Edith et François-Bernard HUYGHE

 

Édith Huyghe aime la campagne et passe à peu près la moitié de son temps dans la maison de famille en Charente, l’autre à Paris. Longtemps cavalière, elle a d’abord écrit dans la presse équestre, en France et en Suisse et publié son premier livre (avec son beau-père, René Huyghe) « Léonard, le cheval et la puissance ».
Elle a vécu à Venise pour suivre son mari François-Bernard Huyghe qui y a été conseiller culturel à la fin des années 80, avant de consacrer plusieurs années aux routes de la soie, l’expédition maritime qui est partie de Venise en Octobre 90 pour rejoindre Osaka fin mars, puis en Asie Centrale.

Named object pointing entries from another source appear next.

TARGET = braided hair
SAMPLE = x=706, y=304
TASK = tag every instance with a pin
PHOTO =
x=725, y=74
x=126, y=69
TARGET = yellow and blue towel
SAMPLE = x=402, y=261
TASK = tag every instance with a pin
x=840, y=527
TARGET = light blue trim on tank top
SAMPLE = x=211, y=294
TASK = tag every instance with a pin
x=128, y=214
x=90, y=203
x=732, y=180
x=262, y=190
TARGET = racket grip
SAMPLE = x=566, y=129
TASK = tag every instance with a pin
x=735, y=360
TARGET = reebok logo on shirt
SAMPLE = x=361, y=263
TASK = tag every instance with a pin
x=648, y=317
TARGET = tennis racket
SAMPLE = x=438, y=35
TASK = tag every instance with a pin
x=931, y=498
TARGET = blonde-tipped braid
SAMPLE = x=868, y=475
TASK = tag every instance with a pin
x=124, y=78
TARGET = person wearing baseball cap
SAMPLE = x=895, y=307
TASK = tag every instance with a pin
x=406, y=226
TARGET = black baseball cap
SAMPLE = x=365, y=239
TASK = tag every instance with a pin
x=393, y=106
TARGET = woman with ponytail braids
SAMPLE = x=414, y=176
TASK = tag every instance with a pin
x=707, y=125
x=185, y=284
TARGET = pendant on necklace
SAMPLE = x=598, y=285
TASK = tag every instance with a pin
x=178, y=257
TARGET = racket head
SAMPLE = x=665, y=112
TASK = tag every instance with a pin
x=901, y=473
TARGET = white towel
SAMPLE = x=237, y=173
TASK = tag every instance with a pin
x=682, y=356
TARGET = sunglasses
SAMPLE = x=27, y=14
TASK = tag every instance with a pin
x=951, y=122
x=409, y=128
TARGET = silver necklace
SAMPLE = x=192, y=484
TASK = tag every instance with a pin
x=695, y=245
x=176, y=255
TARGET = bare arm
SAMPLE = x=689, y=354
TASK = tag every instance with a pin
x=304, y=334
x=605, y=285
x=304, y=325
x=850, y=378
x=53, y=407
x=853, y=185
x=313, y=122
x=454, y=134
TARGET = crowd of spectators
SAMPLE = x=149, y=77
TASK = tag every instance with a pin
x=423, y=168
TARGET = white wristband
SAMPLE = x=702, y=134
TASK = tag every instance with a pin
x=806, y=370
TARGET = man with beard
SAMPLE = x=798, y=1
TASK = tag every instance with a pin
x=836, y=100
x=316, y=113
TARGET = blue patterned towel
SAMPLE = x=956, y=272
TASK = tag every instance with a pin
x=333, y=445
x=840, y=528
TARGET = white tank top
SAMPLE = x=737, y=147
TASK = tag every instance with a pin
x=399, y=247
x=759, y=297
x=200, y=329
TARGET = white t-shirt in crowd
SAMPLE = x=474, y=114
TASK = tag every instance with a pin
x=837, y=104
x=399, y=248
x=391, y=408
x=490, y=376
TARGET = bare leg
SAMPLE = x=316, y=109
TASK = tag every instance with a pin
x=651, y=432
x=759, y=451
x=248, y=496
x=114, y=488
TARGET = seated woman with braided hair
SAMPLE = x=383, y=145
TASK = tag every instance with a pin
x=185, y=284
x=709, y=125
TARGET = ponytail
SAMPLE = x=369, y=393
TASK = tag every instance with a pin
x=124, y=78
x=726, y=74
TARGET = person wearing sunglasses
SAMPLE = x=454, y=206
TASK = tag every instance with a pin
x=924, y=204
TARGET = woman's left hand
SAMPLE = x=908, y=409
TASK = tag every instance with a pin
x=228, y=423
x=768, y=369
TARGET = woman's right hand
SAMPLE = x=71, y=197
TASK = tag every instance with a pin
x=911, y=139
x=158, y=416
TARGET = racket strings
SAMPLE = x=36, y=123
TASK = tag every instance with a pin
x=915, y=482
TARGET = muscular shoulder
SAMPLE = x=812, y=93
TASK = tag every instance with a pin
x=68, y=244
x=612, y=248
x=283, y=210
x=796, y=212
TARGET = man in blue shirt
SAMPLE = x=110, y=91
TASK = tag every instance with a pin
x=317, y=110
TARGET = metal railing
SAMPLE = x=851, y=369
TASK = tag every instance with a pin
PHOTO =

Édith et François-Bernard tenaient les journaux de bord des expéditions. Après quoi, ils ont écrit à deux mains leurs livres sur les routes (de la soie, des épices, des tapis...) et de nombreux articles. Ce thème des routes, de la circulation de l’information et des rencontres des civilisations les conduit aussi à écrire sur les images du monde (les cosmologies avant Galilée) et sur les secrets (secret technique de celui du feu à celui des transactions numériques). Toujours en mettant l’accent sur les imaginaires.

La Route de la soie
Ou les empires du mirage

Par les routes de la soie ont circulé, d’Alexandre le Grand à Tamerlan, richesses, influences et savoirs, mais aussi toutes les fantasmagories. La fresque magistrale d’Édith et François-Bernard Huyghe, récit de voyage à travers le temps, se singularise par son remarquable esprit de synthèse pour expliquer la circulation matérielle des richesses et des hommes par la circulation invisible des idées, des croyances, des cultures.